Chaos Engineering as a discipline within Site Reliability Engineering has been around for quite a few years. It was eventually adopted on a cloud-scale by Netflix, who used their infamous Chaos Monkey tool to put the resiliency features of production systems to the test. Given the recent General Availability status of Azure Chaos Studio, the topic deserves some attention in an Azure context.

So we're causing chaos?

By definition, Chaos Engineering is not about introducing chaos into your solution. It’s about gaining confidence in your solution thriving amidst the chaos of a distributed system, such as a public cloud. This distinction is important to make, because the thought of introducing chaos may not appeal to those tasked with improving reliability.

Rather, Chaos Engineering is the practice of subjecting a system to the real-world failures and dependency disruptions it will face in production. It comes with a structured, almost scientific approach to experimentation. A hypothesis is formed, an experiment is conducted, results are analyzed, and improvements are deployed, after which the cycle restarts.

💡

An example hypothesis would be "if one of my compute nodes runs out of memory and becomes unavailable, the load-balancer in front will detect that and stop routing traffic to it". The experiment to conduct would then be to deliberately cause memory pressure on a compute node, while pushing requests to the system. The results could show that the load-balancer reacts to the situation and that the number of failed requests is kept to a minimum. If this expected result is not seen, improvements should be made.
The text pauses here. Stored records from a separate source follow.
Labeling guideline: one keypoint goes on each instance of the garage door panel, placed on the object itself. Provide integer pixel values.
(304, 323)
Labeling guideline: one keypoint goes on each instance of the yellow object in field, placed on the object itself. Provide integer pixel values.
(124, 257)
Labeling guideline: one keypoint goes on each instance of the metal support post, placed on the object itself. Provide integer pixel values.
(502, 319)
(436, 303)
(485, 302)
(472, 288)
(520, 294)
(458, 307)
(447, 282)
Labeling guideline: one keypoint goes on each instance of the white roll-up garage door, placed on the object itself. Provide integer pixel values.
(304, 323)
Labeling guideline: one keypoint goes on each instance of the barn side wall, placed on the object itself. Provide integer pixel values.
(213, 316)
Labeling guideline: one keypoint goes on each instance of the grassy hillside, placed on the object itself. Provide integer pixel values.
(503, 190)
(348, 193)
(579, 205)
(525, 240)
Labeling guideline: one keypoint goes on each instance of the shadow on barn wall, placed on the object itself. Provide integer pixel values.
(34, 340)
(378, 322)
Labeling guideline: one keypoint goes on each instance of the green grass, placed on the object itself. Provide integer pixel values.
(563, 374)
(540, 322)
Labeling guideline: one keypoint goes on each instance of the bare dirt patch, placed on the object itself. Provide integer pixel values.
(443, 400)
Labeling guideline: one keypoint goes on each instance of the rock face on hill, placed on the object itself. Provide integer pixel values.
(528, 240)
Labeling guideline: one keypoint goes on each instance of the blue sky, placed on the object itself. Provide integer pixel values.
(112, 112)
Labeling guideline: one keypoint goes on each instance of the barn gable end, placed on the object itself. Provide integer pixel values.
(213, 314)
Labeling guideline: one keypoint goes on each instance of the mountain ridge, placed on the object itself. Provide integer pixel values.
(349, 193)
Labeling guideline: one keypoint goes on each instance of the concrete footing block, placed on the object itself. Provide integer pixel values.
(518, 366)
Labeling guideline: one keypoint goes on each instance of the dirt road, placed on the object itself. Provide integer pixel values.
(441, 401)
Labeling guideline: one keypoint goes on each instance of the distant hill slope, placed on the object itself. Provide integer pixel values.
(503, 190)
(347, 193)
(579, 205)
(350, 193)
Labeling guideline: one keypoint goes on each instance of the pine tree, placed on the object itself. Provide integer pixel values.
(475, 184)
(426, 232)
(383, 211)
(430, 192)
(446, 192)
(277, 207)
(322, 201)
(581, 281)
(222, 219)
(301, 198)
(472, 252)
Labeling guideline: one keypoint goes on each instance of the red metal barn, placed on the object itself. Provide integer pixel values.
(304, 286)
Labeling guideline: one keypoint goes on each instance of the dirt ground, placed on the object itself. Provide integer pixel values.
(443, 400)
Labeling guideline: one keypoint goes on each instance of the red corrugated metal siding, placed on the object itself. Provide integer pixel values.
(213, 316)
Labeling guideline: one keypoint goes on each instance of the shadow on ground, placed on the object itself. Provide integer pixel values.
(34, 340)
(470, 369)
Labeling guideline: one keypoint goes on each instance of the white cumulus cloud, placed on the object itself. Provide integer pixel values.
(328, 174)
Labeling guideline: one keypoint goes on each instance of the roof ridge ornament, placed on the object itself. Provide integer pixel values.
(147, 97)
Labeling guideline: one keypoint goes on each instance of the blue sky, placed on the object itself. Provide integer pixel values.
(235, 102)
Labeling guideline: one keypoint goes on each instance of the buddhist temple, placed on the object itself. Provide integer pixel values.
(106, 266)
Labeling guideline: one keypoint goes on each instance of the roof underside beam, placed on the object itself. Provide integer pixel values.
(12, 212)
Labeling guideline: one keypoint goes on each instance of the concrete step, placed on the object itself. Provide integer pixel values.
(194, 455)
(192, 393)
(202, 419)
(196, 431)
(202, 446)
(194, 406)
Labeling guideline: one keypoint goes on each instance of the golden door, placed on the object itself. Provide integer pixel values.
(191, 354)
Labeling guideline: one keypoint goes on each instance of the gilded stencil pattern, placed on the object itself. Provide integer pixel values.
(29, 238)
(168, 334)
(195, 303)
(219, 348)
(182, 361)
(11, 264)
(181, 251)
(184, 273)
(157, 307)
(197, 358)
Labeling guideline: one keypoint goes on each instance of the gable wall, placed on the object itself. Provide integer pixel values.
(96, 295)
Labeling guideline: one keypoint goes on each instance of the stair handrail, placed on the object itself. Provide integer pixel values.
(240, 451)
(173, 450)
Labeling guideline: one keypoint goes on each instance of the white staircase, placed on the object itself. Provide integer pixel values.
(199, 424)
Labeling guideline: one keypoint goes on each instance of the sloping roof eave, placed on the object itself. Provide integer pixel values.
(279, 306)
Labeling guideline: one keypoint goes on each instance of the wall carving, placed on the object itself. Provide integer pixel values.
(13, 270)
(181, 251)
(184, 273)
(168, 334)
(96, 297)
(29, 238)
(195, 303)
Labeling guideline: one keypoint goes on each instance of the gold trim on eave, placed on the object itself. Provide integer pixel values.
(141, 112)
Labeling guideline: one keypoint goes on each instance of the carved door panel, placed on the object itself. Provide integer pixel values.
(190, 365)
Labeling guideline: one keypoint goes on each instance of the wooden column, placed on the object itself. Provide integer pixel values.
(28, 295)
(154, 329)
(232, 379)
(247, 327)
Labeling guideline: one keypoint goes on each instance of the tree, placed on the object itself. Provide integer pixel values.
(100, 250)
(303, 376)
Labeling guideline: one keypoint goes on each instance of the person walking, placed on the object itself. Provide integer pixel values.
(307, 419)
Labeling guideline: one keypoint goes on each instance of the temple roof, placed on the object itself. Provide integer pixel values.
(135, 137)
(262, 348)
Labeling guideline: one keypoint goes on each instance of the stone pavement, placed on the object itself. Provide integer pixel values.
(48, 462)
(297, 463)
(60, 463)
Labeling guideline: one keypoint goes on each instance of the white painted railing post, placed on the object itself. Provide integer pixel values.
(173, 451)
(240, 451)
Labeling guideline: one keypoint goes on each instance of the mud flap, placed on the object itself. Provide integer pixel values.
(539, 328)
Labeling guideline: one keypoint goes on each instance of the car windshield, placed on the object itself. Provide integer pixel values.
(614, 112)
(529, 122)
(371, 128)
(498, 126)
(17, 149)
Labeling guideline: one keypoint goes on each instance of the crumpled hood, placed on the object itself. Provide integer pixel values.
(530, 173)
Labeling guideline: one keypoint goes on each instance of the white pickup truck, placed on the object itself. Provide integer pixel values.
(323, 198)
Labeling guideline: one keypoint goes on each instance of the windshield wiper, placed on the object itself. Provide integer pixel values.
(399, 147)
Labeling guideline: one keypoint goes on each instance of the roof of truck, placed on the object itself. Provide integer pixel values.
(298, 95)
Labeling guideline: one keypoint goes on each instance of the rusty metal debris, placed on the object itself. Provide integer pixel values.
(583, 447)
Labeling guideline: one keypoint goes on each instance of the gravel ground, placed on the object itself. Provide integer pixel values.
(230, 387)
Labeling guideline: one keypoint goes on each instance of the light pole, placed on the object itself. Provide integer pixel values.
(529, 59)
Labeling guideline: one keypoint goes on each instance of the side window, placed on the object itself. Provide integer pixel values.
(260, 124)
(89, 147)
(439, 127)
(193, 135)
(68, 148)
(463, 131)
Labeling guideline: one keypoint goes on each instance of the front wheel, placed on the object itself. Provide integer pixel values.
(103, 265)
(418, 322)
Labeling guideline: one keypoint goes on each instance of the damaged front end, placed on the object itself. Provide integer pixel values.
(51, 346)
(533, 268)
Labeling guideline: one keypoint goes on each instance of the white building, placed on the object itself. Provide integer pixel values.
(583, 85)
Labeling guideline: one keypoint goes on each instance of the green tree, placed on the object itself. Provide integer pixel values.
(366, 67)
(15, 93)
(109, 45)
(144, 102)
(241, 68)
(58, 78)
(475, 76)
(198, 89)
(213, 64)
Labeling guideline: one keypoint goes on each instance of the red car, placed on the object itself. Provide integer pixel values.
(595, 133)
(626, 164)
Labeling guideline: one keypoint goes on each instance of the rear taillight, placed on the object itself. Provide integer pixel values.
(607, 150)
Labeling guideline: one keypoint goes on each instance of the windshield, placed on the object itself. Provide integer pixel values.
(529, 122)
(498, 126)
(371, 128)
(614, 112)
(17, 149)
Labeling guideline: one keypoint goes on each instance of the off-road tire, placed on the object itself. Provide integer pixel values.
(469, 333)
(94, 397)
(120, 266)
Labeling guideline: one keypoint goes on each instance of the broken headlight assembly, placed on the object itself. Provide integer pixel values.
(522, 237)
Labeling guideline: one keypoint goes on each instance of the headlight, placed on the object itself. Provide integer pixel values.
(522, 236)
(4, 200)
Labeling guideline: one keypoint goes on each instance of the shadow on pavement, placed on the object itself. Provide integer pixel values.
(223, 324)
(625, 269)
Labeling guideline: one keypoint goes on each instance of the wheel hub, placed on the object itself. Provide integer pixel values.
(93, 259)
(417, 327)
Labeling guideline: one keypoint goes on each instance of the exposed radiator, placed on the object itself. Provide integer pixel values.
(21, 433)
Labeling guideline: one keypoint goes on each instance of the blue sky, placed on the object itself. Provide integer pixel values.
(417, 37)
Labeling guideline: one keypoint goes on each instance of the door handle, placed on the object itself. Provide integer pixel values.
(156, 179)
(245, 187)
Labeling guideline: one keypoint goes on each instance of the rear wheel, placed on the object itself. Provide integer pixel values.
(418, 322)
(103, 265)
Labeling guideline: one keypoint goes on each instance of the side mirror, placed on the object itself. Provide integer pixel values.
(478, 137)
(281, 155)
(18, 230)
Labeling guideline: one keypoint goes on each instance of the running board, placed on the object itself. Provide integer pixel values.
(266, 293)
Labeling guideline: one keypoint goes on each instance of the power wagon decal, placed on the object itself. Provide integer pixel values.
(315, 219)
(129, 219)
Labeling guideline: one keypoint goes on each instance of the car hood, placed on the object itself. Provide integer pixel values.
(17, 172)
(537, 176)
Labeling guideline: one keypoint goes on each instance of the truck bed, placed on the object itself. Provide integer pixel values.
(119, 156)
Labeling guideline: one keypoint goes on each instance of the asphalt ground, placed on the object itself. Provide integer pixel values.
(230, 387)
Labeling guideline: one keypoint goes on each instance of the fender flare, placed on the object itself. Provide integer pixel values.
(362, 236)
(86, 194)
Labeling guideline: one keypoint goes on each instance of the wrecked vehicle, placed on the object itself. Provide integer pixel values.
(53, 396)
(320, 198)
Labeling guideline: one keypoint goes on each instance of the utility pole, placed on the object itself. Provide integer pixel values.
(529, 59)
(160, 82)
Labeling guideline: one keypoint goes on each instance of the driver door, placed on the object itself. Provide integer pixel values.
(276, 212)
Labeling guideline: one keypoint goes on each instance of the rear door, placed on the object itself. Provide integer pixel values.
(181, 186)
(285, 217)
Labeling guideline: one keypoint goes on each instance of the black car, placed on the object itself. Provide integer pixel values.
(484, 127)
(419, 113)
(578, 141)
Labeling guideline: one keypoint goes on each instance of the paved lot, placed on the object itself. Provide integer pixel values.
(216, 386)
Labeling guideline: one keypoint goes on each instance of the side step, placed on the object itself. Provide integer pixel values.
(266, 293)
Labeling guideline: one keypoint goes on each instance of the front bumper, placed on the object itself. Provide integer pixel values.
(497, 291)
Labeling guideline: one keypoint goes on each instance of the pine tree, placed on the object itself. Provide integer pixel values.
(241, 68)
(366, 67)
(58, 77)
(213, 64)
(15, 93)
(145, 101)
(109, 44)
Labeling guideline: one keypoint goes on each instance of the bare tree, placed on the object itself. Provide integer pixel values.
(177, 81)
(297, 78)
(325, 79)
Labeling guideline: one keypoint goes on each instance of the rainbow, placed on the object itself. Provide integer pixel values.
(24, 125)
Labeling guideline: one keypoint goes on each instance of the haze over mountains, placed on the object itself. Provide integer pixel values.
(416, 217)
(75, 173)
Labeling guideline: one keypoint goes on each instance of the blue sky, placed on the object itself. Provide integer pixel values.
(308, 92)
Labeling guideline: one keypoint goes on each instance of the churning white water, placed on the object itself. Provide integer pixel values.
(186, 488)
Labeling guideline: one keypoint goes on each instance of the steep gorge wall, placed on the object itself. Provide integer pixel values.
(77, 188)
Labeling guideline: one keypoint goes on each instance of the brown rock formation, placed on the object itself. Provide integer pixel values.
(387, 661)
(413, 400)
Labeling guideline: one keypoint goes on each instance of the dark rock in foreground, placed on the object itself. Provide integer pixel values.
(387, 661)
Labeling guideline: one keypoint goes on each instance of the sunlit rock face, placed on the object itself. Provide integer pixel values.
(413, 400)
This may seem like a straightforward example case, but a common second-order failure from such a situation may be that the solution is scaled too tightly and that the rebalancing overloads the other nodes, taking them all out instead of just the first one. These are the type of issues that may be caught with chaos experiments.

Should everyone be doing this now?

Chaos Engineering is an advanced practice in reliability engineering. This is an important consideration, because if you are just starting out with cloud solutions or are working through an initial round of reliability improvements, then there may be a other things focus on first before picking up Chaos engineering. A good start would be to improve monitoring and deployment automation first. These are instrumental in both directly improving reliability as well as supporting the experimentation cycle mentioned above:

Your cloud solution should have monitoring in place to understand what is going on. If you can't measure the results, there's not much use in doing experiments. There's many tools for monitoring and Azure has first party services to this end. However, collecting data and showing it on a dashboard is not sufficient in larger or more complex solutions. You need to understand when the solution is in a healthy state, i.e. when everything is working as designed. Additionally, you need to know what the (business) impact of an outage is. This is where a Health Model can be useful. For more details, refer to my earlier blog post.
Another key aspect of the Chaos Engineering experimentation cycle is making rapid improvements based on the results of the experiments. This can only happen if there is a well-defined and properly automated process to push changes out to production. If production deployments are cumbersome and time consuming or you have no way of ensuring consistency between environments, you should consider addressing this first.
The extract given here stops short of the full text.